J. Kenneth Sanford oral history interview, 2012 April 17
In this interview, J. Kenneth (Ken) Sanford, long-time Director of Public Information and Publications at UNC Charlotte, shares his perspective of the process of Charlotte College becoming the University of North Carolina at Charlotte, first as an outsider reporting on the state legislature for the Winston-Salem Journal, then as an insider working at the college. He recounts how he came to work for Bonnie Cone as her public relations director and describes the selection of UNC Charlotte’s first chancellor, including community and stakeholder reactions to the selection of Dean Colvard instead of Bonnie Cone. He comments on the relationship between Ms. Cone and Chancellors Colvard, Fretwell, and Woodward and describes how Ms. Cone, Chancellor Colvard, faculty, and staff met the challenges of building a university. Other topics include Bonnie Cone’s attachment to and advocacy for the college, her leadership strengths and weaknesses, her perspective on the feminist movement, and her role in addressing civil rights issues on campus. Mr. Sanford also explains his own speech-writing duties for Bonnie Cone and the chancellors and recalls an incident where Ms. Cone stood up to activist Stokely Carmichael regarding his attempts to prevent her and others from entering the room where he was speaking at UNC Charlotte. Mr. Sanford concludes the interview by sharing how he wants Bonnie Cone to be remembered by current students and by relating his estimation of her as the “founding mother” of UNC Charlotte.
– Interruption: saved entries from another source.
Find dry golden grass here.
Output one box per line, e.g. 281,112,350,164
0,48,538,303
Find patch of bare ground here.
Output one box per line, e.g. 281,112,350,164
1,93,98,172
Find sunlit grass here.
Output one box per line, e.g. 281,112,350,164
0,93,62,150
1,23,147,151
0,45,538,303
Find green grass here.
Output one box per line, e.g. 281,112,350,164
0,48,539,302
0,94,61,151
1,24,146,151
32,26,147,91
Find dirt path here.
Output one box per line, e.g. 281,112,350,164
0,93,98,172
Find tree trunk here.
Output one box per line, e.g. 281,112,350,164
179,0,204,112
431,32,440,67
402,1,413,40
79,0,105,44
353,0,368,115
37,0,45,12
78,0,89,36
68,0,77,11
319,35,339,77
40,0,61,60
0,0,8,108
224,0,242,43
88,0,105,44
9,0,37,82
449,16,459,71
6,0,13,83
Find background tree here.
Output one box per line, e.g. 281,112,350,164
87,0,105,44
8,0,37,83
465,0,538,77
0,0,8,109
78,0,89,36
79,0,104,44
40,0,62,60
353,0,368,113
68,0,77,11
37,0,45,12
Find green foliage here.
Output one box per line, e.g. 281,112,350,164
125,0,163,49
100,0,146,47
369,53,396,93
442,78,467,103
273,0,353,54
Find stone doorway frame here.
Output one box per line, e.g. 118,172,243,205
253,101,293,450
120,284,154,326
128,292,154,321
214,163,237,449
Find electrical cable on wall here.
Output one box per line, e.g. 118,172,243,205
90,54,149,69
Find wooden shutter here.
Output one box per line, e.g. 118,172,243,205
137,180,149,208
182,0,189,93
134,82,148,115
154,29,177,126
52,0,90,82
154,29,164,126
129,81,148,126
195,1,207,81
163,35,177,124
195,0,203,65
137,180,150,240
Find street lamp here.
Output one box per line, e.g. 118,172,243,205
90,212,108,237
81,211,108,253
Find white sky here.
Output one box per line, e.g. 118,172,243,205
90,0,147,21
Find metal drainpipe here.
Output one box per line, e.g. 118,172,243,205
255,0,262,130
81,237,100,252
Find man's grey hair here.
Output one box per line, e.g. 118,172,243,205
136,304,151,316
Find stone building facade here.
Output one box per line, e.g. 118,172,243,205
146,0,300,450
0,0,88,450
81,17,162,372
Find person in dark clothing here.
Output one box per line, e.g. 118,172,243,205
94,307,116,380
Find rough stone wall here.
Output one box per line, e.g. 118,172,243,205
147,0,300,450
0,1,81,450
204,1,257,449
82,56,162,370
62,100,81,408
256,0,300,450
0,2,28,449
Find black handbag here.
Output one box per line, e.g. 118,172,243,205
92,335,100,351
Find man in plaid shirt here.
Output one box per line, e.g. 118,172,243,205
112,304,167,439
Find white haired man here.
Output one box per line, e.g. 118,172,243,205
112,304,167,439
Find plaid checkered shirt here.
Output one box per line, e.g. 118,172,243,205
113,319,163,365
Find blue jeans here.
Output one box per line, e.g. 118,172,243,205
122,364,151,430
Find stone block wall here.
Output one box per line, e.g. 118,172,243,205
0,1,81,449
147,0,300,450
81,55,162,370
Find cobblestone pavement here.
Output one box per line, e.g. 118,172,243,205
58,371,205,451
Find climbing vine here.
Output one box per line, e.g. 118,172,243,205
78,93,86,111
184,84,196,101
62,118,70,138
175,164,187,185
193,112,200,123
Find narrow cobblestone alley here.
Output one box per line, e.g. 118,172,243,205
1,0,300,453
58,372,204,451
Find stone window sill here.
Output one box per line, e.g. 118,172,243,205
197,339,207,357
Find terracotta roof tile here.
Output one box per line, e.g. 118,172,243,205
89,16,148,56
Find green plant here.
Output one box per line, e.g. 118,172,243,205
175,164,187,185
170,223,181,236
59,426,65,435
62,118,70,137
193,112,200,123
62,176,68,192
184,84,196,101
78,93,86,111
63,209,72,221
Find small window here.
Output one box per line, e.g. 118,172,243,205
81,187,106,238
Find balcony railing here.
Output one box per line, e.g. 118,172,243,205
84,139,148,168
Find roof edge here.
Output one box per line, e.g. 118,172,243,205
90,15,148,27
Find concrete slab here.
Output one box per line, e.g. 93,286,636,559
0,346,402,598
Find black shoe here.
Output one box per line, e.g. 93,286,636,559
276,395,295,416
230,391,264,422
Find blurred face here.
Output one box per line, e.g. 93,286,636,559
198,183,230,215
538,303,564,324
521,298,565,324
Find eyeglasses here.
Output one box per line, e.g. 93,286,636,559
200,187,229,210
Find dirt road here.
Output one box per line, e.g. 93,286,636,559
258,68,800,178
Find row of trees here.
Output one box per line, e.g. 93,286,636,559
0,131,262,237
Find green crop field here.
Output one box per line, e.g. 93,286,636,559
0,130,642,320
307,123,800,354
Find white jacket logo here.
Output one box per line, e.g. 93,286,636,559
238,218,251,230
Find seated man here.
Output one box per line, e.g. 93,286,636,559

J. Kenneth (Ken) Sanford was an 80-year-old man at the time of interview, which took place in his home on Lake Wylie, South Carolina. He was born in Clyde, North Carolina in 1932. He was educated in North Carolina at Canton High School, Mars Hill College, and the University of North Carolina at Chapel Hill and was employed as an editor for the Winston-Salem Journal and as Director of Public Information and Publications at the University of North Carolina at Charlotte.